In my last blog, I built some Powershell to take a graph that I had modelled and bring that into SQL Server in a format that could be imported into SQL Server node and edge tables. I have started on a tool to take that imported data and create a set of graph tables to test with, but to test that process, I found it kind of important to be able to visualize a graph to make sure it worked! I considered using a rich format like Arvind Shyamsundar dis in his blog: (https://deep.data.blog/2017/11/03/how-we-did-it-pass-2017-summit-session-similarity-using-sql-graph-and-python/) by outputting GraphML, but that was kind of overkill since every time I import a set of nodes, I will have to reformat anyhow. It turned out to be much easier to build generic code using TGF (Trivial Graph Format) just like in my export example. Another goal of mine is to make this tool to work with any graph in SQL Server (I am currently building an some code to do just that to categorize geographies, so this is a double win) so I used dynamic SQL as the basis, so I could pick and choose the node and edge tables, plus dynamically set a column for the nodes to display. (A future enhancement will be to include a filter on the node value so you can just see how a few nodes are related.)
I did some searching for some sample graph data in SQL Server objects, and I found this example on the docs.microsoft.com site. It contains a complete database with 3 nodes and 3 edges that gave me something to output. This code should work on 2017 or 2019 equally well.

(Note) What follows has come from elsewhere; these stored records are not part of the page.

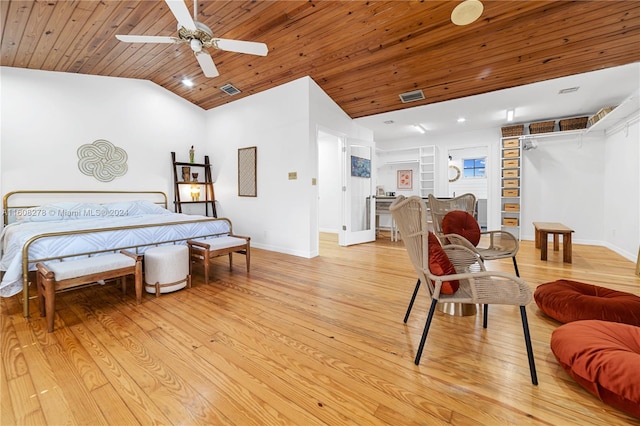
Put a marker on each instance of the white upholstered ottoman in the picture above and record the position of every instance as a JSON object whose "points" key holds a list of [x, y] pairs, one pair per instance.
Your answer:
{"points": [[166, 269]]}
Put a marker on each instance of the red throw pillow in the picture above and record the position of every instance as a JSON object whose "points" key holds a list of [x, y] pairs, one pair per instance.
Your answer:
{"points": [[462, 223], [439, 264]]}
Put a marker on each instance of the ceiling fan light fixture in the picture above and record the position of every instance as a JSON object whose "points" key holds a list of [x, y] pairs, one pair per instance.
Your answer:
{"points": [[230, 89], [467, 12], [196, 45], [510, 115]]}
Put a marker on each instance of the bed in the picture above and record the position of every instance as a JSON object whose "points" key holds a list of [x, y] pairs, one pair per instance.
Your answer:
{"points": [[61, 225]]}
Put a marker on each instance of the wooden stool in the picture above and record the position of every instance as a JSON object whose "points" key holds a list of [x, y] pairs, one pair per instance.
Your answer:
{"points": [[203, 252], [166, 269], [55, 277], [543, 229]]}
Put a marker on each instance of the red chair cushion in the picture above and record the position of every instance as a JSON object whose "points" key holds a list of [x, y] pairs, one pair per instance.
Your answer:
{"points": [[440, 264], [567, 301], [461, 223], [604, 358]]}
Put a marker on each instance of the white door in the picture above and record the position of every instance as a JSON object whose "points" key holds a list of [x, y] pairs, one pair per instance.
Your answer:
{"points": [[358, 202]]}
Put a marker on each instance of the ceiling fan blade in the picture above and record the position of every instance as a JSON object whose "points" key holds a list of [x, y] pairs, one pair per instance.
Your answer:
{"points": [[206, 63], [147, 39], [239, 46], [182, 14]]}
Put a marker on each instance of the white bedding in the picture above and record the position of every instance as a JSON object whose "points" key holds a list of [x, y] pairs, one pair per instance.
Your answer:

It is a quite a bit of code, none of it super interesting for including directly in the blog, except the base of the code using the JSON metadata values that is a part of the structure of the SQL Server objects. Since an edge can connect any number of nodes, you use these values to know what you can join to and from:
SELECT JSON_VALUE(CAST($node_id AS nvarchar(1000)),'$.schema') AS NodeSchema, JSON_VALUE(CAST($node_id AS nvarchar(1000)),'$.table') AS NodeTable, JSON_VALUE(CAST($node_id AS nvarchar(1000)),'$.id') AS NodeId FROM dbo.Person; --A node SELECT JSON_VALUE(CAST($edge_id AS nvarchar(1000)),'$.schema') AS EdgeSchema, JSON_VALUE(CAST($edge_id AS nvarchar(1000)),'$.table') AS EdgeTable, JSON_VALUE(CAST($edge_id AS nvarchar(1000)),'$.id') AS EdgeId, JSON_VALUE(CAST($from_id AS nvarchar(1000)),'$.schema') AS FromNodeSchema, JSON_VALUE(CAST($from_id AS nvarchar(1000)),'$.table') AS FromNodeTable, JSON_VALUE(CAST($from_id AS nvarchar(1000)),'$.id') AS FromNodeId, JSON_VALUE(CAST($To_id AS nvarchar(1000)),'$.schema') AS ToNodeSchema, JSON_VALUE(CAST($to_id AS nvarchar(1000)),'$.table') AS ToNodeTable, JSON_VALUE(CAST($to_id AS nvarchar(1000)),'$.id') AS ToNodeId FROM dbo.friendOf; --An edge
The output of this query is:
Each node object has its own surrogate key values that start at 0, so if you are going to use the code for more than one node at a time, you have to make the surrogate values unique for the TGF file (see the last blog on importing for more details on that). In the code I make a temp table to stage the objects, so if you have > 1 node, the second set of keys need to start off where the previous ones left off. So the code uses an identity column, and joins to that identity column by schema, table, and edgeId, outputting the unique key:
The code has a few things to choose in the header. The database, a list of nodes and edges you want in the output (for example, you might wish to graph just persons through the friendOf edge (example later)). There are a few default node and edge type values that control if matching labels or node types are appended to the graph.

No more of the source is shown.